Communication touches every aspect of veterinary medicine from client to team interactions. Just as technical skills are honed by repeated practice, continual refinement of clinical communication skills is a critical component in building the student veterinarian’s skill set.

Clinical communications has been a core component of the DVM curriculum at the University of Guelph’s Ontario Veterinary College’s (OVC) since 2000. Student veterinarians focus on communication skills scaffolded across each year of the program, through training that involves simulated interactions with clients.

“Our communications program is a strength of the college and our students have excellent opportunities for training and practicing their skills in this area,” says Dr. Joanne Hewson, Associate Dean, Students and Academic.

Clinical communications has been a core component of the DVM curriculum at the 
University of Guelph’s Ontario Veterinary College’s (OVC) since 2000.

OVC was the first veterinary school in North America to include clinical communication as a core competency across all four years of the DVM curriculum, says Dr.
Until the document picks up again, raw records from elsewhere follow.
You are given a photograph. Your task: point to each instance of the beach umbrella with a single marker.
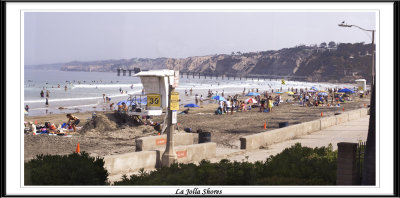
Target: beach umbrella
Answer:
(218, 98)
(251, 100)
(346, 91)
(252, 94)
(191, 105)
(120, 102)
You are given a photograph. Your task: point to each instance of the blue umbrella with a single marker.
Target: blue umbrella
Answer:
(252, 94)
(218, 98)
(191, 105)
(120, 102)
(346, 91)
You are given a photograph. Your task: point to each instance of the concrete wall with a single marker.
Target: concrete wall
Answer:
(160, 141)
(363, 112)
(196, 152)
(355, 114)
(255, 141)
(328, 122)
(130, 162)
(347, 172)
(342, 118)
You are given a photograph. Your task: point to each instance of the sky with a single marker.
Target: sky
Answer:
(59, 37)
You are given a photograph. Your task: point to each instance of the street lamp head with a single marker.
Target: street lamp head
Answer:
(344, 25)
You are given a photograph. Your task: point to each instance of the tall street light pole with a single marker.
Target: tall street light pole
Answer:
(373, 47)
(369, 165)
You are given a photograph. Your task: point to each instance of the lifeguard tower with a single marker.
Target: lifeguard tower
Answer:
(159, 86)
(156, 86)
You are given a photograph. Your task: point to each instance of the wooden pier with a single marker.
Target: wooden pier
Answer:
(222, 76)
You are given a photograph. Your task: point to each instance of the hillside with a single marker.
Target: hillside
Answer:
(342, 62)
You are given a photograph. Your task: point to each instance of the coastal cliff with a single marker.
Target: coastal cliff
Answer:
(342, 62)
Jason Coe, a professor in the Department of Population Medicine and coordinator for the clinical communication curriculum. A leading expert in veterinary clinical communication, Coe has established an active research program examining human-animal relationships as well as the role of interpersonal communications on the outcomes of veterinary care.
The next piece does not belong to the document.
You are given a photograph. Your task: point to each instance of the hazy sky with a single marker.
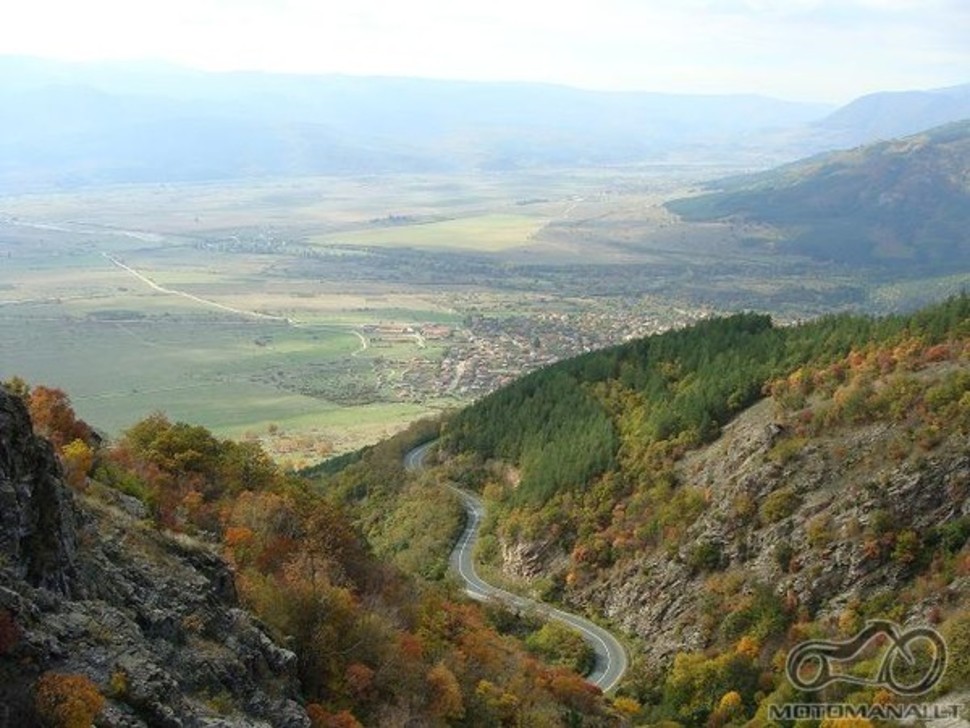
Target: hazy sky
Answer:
(826, 50)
Student veterinarians gradually expand their communications tool kit over the four-year DVM program. The first year focuses on increasing their awareness of communication as a clinical skill set, including lectures introducing different communications skills and strategies, and bringing them into labs for some initial contacts with simulated clients.

Second-year students get into more complex conversations around topics such as the cost of veterinary care, breaking bad news and navigating informed consent, while third-year students delve into more difficult conversations such as end-of-life discussions.

Videos of their simulated client interactions are an important tool for students, allowing them to reflect on things that worked well and areas they might change.

“It really is about setting students up with a foundation of knowledge and then having it modelled and reinforced in different areas of the college,” says Coe.

In the new clinical skills facility, the communication labs are structured like exam rooms students would find in practice, “so it’s more realistic for them when they’re doing their simulated client experiences,” says Hewson.

The exam room configuration also provides more touch points for hands-on practice, notes Coe. He plans to take advantage of the proximity to the clinical skills space and incorporate clinical models into the simulated client sessions, giving students an opportunity to work on team communications when completing technical skills during procedures.

While the COVID-19 pandemic pushed the communication curriculum online, it also provided some positive opportunities.

“It created some good opportunities to talk about how we engage virtually with a client,” says Coe. “As we go back to whatever becomes the new normal, we want to retain some of what we’ve been doing from a virtual standpoint, because I imagine in veterinary care there will be more virtual touchpoints post-COVID than there were previously.”

One of the strengths of OVC’s communications curriculum is an active and formalized research program looking at communication in veterinary practice. “We are able to introduce research evidence before publication on things we can incorporate into our engagement with clients and better understand how that influences the trajectory of the interaction with both the client and patient,” says Coe.

Coe, who was recently named the VCA Canada Chair in Relationship-Centred Veterinary Medicine, plans to further explore ways to support long-term relationship-building among clients and veterinary team members, and how to incorporate new research into practice and teaching.

Adds Coe, “Our focus is to support students with transferable skills, whether they are using those communication tools in a veterinary-client interaction or applying them to communications within their veterinary team.”